6.5 Start Worker (Local)

python manage.py shell
from path_planner.workers.path_planning_worker import start_worker
start_worker()

Ctrl+C to stop.


7. Metrics & Observability

Worker Metrics

Check at:

http://localhost:9090/targets?search=

Metrics include:

  • task_processing_seconds
  • db_write_seconds
  • task_failures_total

Scrape with Prometheus.

http://localhost:9090/targets?search= Screenshot 2026-01-12 at 14 20 55

Worker metrics: http://localhost:9001/metrics image

django metrics: http://localhost:8000/path_planner/metrics image

Grafana http://localhost:3000 Import the dashboard we have Robotwall Dashboard.json

image

8. Testing Strategy

8.1 Unit Tests

pytest -v
image

9. Load vs Stress Testing (Important) (Depends on System)

Load Testing

Expected traffic under normal conditions

  • 100–200 concurrent requests
  • Medium grids (≤ 25x25)

Stress Testing

Push until things break

  • 200+ concurrency

  • Large grids (100–500 rows/cols)

  • Observe:

    • timeouts
    • DB contention

Timeouts != crash. They define system limits.

10. Storing Obstacles Instead of Full Grids

Question: Why We Store Only Obstacles (Not the Entire Grid)

  • Storing the full grid is wasteful, slow, and scales badly.

What actually matters long-term is where obstacles exist, not every empty cell.

Storing the Full Grid Is a Bad Idea

Example:

  • For large grids (e.g. 500×500):
    • 250,000 cells per request
    • Mostly zeros (empty space)
    • Larger DB rows -> slower writes and slower reads (Impacts Performace)

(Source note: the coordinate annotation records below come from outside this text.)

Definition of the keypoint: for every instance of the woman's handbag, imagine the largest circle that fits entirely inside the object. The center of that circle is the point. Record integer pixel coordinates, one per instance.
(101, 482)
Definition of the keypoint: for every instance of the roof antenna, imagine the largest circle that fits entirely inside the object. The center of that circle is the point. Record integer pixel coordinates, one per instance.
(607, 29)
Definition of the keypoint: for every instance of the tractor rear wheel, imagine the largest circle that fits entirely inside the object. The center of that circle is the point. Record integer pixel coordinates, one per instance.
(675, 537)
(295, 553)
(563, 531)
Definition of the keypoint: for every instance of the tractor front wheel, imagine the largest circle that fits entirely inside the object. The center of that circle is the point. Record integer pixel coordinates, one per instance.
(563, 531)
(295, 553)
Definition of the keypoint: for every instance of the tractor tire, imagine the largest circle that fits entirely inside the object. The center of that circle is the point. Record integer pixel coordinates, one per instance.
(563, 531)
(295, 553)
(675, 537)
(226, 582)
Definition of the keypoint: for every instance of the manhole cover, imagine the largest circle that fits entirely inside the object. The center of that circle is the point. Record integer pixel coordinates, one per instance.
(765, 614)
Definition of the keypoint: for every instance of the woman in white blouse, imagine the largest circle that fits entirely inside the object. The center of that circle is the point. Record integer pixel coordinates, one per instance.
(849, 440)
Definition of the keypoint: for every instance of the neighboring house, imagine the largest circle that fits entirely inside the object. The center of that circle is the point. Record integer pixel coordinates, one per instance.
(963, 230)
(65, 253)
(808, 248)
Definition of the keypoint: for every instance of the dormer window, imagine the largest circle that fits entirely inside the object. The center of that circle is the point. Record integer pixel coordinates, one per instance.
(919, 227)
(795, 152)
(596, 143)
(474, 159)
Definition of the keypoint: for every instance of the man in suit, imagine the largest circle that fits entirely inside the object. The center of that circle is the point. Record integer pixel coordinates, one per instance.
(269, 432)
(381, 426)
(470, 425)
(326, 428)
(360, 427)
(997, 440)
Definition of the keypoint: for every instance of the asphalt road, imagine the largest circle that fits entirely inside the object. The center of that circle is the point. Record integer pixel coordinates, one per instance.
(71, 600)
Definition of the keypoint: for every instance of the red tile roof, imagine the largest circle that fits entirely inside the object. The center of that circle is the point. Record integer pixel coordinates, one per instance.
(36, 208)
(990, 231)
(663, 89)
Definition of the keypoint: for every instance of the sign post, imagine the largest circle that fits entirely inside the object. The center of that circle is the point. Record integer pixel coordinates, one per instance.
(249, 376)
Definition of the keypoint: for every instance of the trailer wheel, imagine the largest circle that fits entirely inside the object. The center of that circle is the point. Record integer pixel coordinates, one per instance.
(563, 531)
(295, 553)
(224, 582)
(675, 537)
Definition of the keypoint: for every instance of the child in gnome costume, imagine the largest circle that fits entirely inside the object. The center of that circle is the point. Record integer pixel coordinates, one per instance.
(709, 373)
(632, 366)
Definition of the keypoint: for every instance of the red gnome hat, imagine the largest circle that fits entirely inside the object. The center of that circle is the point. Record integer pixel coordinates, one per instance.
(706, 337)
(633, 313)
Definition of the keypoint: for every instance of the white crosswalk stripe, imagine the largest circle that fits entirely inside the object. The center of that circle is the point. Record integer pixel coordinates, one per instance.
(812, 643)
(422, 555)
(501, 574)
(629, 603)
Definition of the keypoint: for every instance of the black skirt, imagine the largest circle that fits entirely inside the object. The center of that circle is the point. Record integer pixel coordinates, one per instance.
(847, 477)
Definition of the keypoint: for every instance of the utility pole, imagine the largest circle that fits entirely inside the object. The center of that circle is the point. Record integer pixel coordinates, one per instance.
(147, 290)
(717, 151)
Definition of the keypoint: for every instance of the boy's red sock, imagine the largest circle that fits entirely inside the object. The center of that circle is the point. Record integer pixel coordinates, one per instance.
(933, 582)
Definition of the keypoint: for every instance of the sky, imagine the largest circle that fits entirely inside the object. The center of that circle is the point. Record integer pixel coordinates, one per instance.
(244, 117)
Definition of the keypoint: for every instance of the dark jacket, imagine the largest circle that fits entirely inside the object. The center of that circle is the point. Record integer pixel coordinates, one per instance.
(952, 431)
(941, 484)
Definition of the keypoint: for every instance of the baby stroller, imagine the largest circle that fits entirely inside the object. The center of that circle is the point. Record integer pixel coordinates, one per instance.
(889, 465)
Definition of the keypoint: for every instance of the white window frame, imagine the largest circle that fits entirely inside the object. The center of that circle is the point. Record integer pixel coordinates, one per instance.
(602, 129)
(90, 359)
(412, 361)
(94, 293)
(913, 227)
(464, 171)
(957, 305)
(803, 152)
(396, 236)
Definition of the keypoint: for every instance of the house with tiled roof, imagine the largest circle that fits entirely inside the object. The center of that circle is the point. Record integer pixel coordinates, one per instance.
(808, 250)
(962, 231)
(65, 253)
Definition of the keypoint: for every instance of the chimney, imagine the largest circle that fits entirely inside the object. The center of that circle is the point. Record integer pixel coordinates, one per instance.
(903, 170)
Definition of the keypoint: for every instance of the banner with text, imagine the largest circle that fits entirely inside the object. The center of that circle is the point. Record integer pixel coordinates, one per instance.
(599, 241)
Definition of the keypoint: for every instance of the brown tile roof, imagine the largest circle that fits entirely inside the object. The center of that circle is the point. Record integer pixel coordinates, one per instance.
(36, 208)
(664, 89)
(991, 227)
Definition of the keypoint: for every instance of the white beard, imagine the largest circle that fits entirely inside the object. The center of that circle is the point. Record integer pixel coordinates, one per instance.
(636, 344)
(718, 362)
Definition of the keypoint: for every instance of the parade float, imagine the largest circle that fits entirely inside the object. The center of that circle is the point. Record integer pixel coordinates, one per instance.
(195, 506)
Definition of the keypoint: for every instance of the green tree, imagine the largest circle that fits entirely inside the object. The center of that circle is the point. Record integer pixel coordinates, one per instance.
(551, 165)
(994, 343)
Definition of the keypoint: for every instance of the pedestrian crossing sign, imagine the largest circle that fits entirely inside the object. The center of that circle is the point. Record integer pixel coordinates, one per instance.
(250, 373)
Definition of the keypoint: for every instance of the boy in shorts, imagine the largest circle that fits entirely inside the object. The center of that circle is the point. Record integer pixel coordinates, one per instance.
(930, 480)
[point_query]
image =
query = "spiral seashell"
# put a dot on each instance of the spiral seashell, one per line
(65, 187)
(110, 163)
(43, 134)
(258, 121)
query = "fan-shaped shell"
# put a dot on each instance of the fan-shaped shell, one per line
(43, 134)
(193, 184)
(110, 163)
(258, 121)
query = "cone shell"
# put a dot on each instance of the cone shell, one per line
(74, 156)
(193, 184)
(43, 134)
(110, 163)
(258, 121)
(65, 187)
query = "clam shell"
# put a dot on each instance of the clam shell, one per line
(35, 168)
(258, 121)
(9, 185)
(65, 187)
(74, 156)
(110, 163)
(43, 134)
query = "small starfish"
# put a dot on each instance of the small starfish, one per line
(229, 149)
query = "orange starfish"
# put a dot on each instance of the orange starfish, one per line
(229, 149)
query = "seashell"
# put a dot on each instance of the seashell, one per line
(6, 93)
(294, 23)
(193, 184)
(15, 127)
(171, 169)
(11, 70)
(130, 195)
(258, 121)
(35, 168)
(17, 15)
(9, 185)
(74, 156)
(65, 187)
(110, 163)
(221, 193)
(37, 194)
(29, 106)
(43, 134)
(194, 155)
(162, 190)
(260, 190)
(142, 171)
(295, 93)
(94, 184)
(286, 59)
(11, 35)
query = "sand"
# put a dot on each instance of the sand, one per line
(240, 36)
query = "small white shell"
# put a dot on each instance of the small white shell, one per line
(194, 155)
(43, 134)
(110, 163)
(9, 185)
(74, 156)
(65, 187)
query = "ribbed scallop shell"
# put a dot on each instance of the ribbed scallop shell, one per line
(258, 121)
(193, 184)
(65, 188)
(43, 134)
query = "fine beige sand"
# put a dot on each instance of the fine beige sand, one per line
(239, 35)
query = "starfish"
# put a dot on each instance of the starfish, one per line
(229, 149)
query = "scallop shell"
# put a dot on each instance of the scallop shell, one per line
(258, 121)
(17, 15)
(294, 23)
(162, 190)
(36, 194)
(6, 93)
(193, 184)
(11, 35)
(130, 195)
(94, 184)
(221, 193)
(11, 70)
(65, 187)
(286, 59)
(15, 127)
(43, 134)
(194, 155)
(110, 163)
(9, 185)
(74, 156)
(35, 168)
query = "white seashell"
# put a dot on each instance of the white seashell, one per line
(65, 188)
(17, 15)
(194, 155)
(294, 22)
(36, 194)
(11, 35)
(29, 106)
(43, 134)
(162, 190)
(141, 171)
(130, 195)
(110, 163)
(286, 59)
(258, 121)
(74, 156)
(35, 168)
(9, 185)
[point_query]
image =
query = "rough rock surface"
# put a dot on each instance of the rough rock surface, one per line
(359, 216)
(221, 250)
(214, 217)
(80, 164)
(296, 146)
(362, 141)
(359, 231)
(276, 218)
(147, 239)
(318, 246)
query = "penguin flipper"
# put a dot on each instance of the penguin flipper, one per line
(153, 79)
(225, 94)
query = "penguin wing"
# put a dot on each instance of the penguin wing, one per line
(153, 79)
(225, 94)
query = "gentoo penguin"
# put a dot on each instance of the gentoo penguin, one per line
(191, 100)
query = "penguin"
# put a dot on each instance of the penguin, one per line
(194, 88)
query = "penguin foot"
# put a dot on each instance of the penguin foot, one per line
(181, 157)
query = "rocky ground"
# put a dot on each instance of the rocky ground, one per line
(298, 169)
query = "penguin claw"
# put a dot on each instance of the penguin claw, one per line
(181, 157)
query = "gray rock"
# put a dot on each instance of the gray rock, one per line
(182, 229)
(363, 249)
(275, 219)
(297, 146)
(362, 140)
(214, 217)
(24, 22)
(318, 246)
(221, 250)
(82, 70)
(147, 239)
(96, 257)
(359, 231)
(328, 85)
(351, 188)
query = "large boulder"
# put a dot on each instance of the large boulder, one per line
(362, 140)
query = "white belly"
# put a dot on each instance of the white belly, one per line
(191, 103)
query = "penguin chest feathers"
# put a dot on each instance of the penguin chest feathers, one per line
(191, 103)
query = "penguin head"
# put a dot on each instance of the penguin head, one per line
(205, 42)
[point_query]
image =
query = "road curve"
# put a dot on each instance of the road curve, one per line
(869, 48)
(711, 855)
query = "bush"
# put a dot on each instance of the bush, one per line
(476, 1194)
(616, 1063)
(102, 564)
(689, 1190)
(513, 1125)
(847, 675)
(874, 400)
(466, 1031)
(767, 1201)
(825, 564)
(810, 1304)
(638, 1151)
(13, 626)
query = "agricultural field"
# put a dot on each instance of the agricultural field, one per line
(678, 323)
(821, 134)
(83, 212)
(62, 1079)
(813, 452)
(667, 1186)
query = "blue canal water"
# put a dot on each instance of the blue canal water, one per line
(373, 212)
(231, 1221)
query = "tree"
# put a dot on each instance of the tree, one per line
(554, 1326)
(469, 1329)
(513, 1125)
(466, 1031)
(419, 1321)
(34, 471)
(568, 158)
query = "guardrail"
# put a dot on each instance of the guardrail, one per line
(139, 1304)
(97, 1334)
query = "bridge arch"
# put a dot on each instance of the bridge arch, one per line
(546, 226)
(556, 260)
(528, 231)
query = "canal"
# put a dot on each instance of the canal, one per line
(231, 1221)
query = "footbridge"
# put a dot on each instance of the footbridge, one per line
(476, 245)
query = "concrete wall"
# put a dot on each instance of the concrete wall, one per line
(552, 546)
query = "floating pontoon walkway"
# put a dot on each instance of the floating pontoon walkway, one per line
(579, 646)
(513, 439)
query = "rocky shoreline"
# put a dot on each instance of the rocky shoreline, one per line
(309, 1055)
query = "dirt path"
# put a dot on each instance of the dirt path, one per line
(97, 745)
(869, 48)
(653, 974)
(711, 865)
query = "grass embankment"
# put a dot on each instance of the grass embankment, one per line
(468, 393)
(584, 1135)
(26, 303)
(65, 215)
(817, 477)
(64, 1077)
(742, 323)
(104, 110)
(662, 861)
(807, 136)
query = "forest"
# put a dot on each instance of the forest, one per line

11. The Core Problem: RabbitMQ Is Async, Django Is Not

RabbitMQ is asynchronous, but that alone does not make the system async end-to-end.

By default, Django is synchronous:

  • One request = one worker thread
  • Heavy CPU work blocks that worker
  • Large grids slow down everything behind them

Problem?

  • 1 large grid -> request hangs (Every other task in queue waits)

RabbitMQ only decouples when work is done, not how it is processed.

Solution: Run Multiple Workers Locally

Worker 1:

WORKER_METRICS_PORT=9001 \
python manage.py shell -c "from path_planner.workers.path_planning_worker import start_worker; start_worker()"

Worker 2:

WORKER_METRICS_PORT=9002 \
python manage.py shell -c "from path_planner.workers.path_planning_worker import start_worker; start_worker()"

RabbitMQ automatically distributes tasks across workers.

image

Result:

RabbitMQ handles burst traffic, workers handle computation, Django stays responsive.